A Gateshead tram involved in a death crash in 1916 is to be restored to join the Beamish Museum fleet

Gateshead tram number 7, re-numbered 52
Gateshead tram number 7, re-numbered 52

A tram involved in a Tyneside tragedy almost a century ago has returned to the region with the aim of once more carrying passengers.

The tram, known as Gateshead 52, has arrived at Beamish Museum in County Durham where it will be restored to working order.

It has been gifted to Beamish by the National Tram Museum in Derbyshire where it eventually ended up after the Gateshead tram system closed in 1951.

The tram started life as No 7 in 1901.

But on the evening of February 5, 1916, No.7 was to be involved in Gateshead Tramway’s blackest day. “While the tramway had the enviable record of never having any passenger fatality, No.7 was to be the cause of the death of four pedestrians that night,” said Beamish keeper of transport and industry Paul Jarman.

The tram was on the steep Bensham Road in Gateshead

On the line ahead was stationary tram on which a fight had broken out.

The driver of that tram had rung his gong to attract attention and summon assistance. No.7’s driver applied his handbrake and walked up the bank to assist, almost immediately noticing the lights of his own tram had disappeared.

An inquest heard that he had applied his brake but not informed the conductress. As he walked up the bank an additional 23 passengers joined the 12 on board.

With this extra weight the brake was overcome and the tram began to run away downhill towards the turn into Saltwell Road. Here, it overturned, killing a family of three and a soldier crossing the road. Ten passengers were injured, three seriously.

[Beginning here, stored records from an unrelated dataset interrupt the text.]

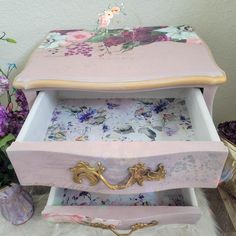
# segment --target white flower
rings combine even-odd
[[[170,26],[166,28],[157,29],[155,31],[167,33],[166,36],[173,40],[187,40],[187,39],[198,39],[198,35],[191,31],[186,30],[185,27]]]
[[[66,35],[61,35],[60,33],[53,32],[47,36],[47,38],[44,40],[44,42],[42,42],[39,48],[58,48],[66,41],[66,39]]]

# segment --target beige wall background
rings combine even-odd
[[[111,27],[195,28],[228,77],[216,95],[214,121],[236,120],[236,0],[0,0],[0,32],[17,39],[16,45],[0,45],[0,65],[14,62],[19,73],[48,31],[93,29],[99,13],[122,2],[127,16],[119,16]]]

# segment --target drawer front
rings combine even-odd
[[[88,102],[86,97],[91,97],[93,100]],[[94,99],[96,97],[103,99],[102,109],[101,100]],[[105,102],[106,112],[104,113],[104,101],[106,101],[104,99],[117,97],[120,98],[118,100],[130,97],[132,99],[122,100],[124,104],[123,102],[121,104],[125,108],[121,112],[119,112],[121,105],[116,108],[114,104]],[[141,102],[137,100],[140,97],[144,98]],[[91,124],[100,127],[98,124],[105,120],[104,117],[108,117],[109,122],[113,122],[115,118],[117,122],[122,123],[124,119],[125,124],[127,122],[125,114],[128,113],[137,116],[137,119],[133,120],[135,124],[138,124],[139,119],[142,120],[142,128],[139,126],[127,128],[128,126],[125,125],[122,129],[124,136],[127,138],[131,132],[127,140],[132,137],[132,141],[126,141],[126,139],[104,141],[102,138],[99,139],[99,135],[94,141],[81,141],[81,138],[79,141],[75,141],[78,139],[45,141],[52,120],[57,120],[55,115],[58,110],[55,108],[58,102],[61,104],[66,99],[69,101],[68,104],[70,99],[75,99],[74,102],[80,104],[75,107],[73,102],[73,106],[69,106],[69,117],[74,112],[76,113],[75,117],[78,122],[74,126],[76,132],[84,128],[85,124],[90,125],[89,127]],[[86,101],[86,104],[94,104],[95,101],[96,111],[99,114],[95,117],[96,119],[94,117],[90,119],[96,111],[93,107],[90,109],[88,106],[85,108],[81,106],[84,104],[83,101]],[[153,101],[156,103],[154,104]],[[129,109],[130,104],[135,104],[135,106],[141,104],[141,108]],[[170,104],[170,107],[165,107],[165,104]],[[174,120],[175,123],[171,123],[171,119],[177,116],[172,114],[172,111],[175,111],[178,106],[180,110],[176,114],[179,121],[184,122],[184,125],[182,123],[179,126],[176,120]],[[150,107],[154,110],[150,110]],[[114,109],[117,110],[114,112]],[[68,109],[65,111],[66,114],[68,114],[67,111]],[[119,120],[120,113],[123,115]],[[115,116],[111,116],[114,114]],[[151,120],[150,116],[152,116]],[[188,116],[189,118],[186,118]],[[178,135],[176,140],[169,131],[164,135],[164,128],[162,131],[156,131],[156,136],[153,135],[151,128],[148,133],[146,133],[148,129],[144,132],[143,125],[150,125],[149,121],[152,122],[152,127],[159,127],[162,122],[166,129],[170,127],[165,124],[177,125],[181,130],[180,140]],[[115,126],[116,124],[112,122],[109,124]],[[194,134],[191,137],[187,135],[185,139],[183,134],[188,133],[191,127]],[[64,137],[61,126],[54,126],[54,128],[58,131],[57,138],[61,140]],[[93,127],[91,129],[96,130]],[[136,134],[139,134],[140,130],[145,140],[142,140],[143,136],[140,136],[141,140],[137,141]],[[118,130],[120,131],[121,129]],[[158,132],[160,132],[160,140],[156,140]],[[97,132],[97,134],[100,133]],[[93,138],[91,133],[90,138]],[[8,148],[7,152],[22,185],[47,185],[114,194],[186,187],[216,187],[227,157],[227,149],[219,140],[203,96],[198,89],[174,89],[134,94],[41,92],[16,142]]]
[[[62,200],[62,193],[66,195],[66,201]],[[86,205],[94,199],[99,201],[97,199],[100,198],[101,194],[96,196],[96,194],[87,193],[89,196],[85,196],[85,193],[87,192],[76,193],[74,191],[73,196],[68,197],[63,189],[52,188],[42,215],[47,220],[54,222],[82,223],[94,227],[99,226],[103,229],[106,229],[107,225],[113,225],[116,229],[131,229],[135,224],[145,224],[146,227],[163,224],[194,224],[201,216],[193,189],[150,193],[151,197],[142,195],[143,200],[138,201],[146,201],[148,198],[147,201],[151,202],[149,206],[142,206],[142,203],[139,205],[136,201],[136,206],[133,206],[129,202],[134,199],[132,195],[125,197],[131,199],[127,201],[127,205],[125,205],[125,200],[121,200],[124,196],[116,197],[122,205],[115,202],[114,196],[107,197],[107,199],[110,198],[109,200],[102,197],[105,205]],[[86,197],[90,198],[89,203],[86,203]],[[70,198],[69,202],[68,198]],[[82,206],[75,205],[78,200],[72,200],[78,198],[83,198],[81,200]],[[157,201],[156,204],[155,201]]]
[[[8,154],[23,185],[113,194],[216,187],[225,161],[220,142],[16,142]],[[140,163],[149,174],[132,172]]]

Gateshead tram 52 now at Beamish for restoration
Gateshead tram 52 now at Beamish for restoration

The inquest essentially returned a verdict of accidental death, although the driver was remanded on bail on a charge of causing the death of four persons. The case was later dropped.

It was common in those days for postcards to be issued to mark accidents and disasters.

“It is perhaps morbid to us these days that such an event should be the cause of public gathering and a postcard to note the occasion, but such a ritual of the day has given us a very poignant image of the accident,” said Paul.

“It is terrible that a soldier, who was probably home on leave in 1916, was killed.”

No 7 was rebuilt in Gateshead’s Sunderland Road depot and returned to service in 1920, later being re-numbered No 52 in 1928. On the closure of the tram system in 1951, No 52 was bought by its former driver William Southern who moved it to his allotment in Low Fell.

Following his death, it was acquired by the National Tram Museum and a group was set up in 1963 to restore it, but its ill luck struck again when the building in which it was stored was torched.

The tram was damaged and the Derbyshire museum’s annual general meeting voted to give it to Beamish, which had been suggesting such a move for the last three years.

It will now be rebuilt and join the eight-strong tram fleet which ferries visitors around Beamish.